Nevertheless, a stream of insurance and big-business lobbyists said the amended bill wouldn’t solve the main problem, which they saw as abuse by contractors using assignment of benefits, or AOB, agreements to extract legal fees from carriers.
Florida’s one-way attorney fee statute requires carriers to cover policyholders’ litigation costs, as a way of easing the burden on consumers.
Steube said none of the critics could explain why his language wouldn’t help solve the problem, and pointed to a provision allowing carriers to collect attorney fees from plaintiffs if the latter refuse a good faith offer of settlement and then lose in court.
“Also, I’ve asked everyone who has come to meet with me, on the insurance side of the argument, if you have a recommendation as to how we can fix the one-way attorney fee without doing away with it … I’m happy and more than willing to look at that. No one from that side of the argument has come to me with any recommendation,” Steube said.
The committee voted, 7-3, to send the bill on to the Rules Committee.
Later, Steube let off some steam with reporters.
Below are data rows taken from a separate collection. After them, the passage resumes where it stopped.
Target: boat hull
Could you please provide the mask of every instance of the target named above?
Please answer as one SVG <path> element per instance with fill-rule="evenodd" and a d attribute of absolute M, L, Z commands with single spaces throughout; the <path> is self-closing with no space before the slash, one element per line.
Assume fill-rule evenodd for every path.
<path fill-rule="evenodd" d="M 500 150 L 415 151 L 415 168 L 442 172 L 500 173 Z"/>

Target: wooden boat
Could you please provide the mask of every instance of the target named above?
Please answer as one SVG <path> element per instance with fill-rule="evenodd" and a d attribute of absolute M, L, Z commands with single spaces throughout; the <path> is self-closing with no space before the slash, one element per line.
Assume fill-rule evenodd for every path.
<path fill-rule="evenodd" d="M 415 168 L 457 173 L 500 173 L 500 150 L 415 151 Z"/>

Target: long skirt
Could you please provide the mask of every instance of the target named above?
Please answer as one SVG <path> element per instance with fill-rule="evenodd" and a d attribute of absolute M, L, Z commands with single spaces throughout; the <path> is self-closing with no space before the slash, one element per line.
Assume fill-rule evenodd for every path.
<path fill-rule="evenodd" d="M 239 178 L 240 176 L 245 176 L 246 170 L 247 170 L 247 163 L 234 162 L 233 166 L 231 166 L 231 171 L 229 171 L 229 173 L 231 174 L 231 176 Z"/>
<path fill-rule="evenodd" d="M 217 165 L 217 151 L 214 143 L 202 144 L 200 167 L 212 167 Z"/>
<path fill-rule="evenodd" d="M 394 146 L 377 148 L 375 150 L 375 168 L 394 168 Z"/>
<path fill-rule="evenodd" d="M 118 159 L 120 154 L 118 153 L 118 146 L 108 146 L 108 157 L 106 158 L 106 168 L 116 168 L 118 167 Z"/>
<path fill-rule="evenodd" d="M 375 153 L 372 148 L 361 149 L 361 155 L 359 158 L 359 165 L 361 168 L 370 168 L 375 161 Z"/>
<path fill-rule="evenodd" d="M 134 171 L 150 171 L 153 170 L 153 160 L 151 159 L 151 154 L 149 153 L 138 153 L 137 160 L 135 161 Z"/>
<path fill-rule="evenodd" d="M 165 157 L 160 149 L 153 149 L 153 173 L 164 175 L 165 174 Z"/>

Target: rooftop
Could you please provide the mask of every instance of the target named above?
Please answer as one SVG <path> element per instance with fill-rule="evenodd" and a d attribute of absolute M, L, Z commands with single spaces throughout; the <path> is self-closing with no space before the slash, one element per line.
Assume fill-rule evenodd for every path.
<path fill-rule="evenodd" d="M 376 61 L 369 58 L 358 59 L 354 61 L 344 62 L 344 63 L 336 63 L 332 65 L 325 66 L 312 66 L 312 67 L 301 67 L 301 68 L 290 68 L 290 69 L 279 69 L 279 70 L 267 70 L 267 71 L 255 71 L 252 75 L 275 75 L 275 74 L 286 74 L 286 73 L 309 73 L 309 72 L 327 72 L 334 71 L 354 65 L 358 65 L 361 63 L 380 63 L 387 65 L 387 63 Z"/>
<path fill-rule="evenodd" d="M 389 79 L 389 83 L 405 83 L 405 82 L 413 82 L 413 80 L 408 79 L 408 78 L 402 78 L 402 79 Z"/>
“We’ve gotten the ball to where they want the ball to be with the exception of the one-way attorney fees,” he said. “I don’t think there’s an appetite in this Senate to do away with the one-way attorney fees.”
Miami Republican Anitere Flores, who sits on the Judiciary Committee and chairs the Banking & Insurance Committee, shared that sentiment. She cited industry reluctance to commit to lower rates, plus what she viewed as an overall intransigent attitude.
“It’s SB 62 or the highway,” Flores said of legislation, by Sen. Dorothy Hukill, which essentially would eliminate attorney fees awards to contractors with AOBs. It has gone nowhere in the legislative process. “They don’t even like the House bill.”
Legislation (HB 7015) that has cleared the House also would eliminate one-way fees.
Industry spokesmen insisted it would be difficult to predict premium levels resulting from any legislation.
Fort Myers Republican Lizbeth Benacquisto put the question to Personal Insurance Federation of Florida lobbyist Michael Carlson: Would he stipulate that rates would go down if the Legislature does what the industry wants?
“If we’re going to do the hard work, we should make sure that the folks back home see the benefit,” she said.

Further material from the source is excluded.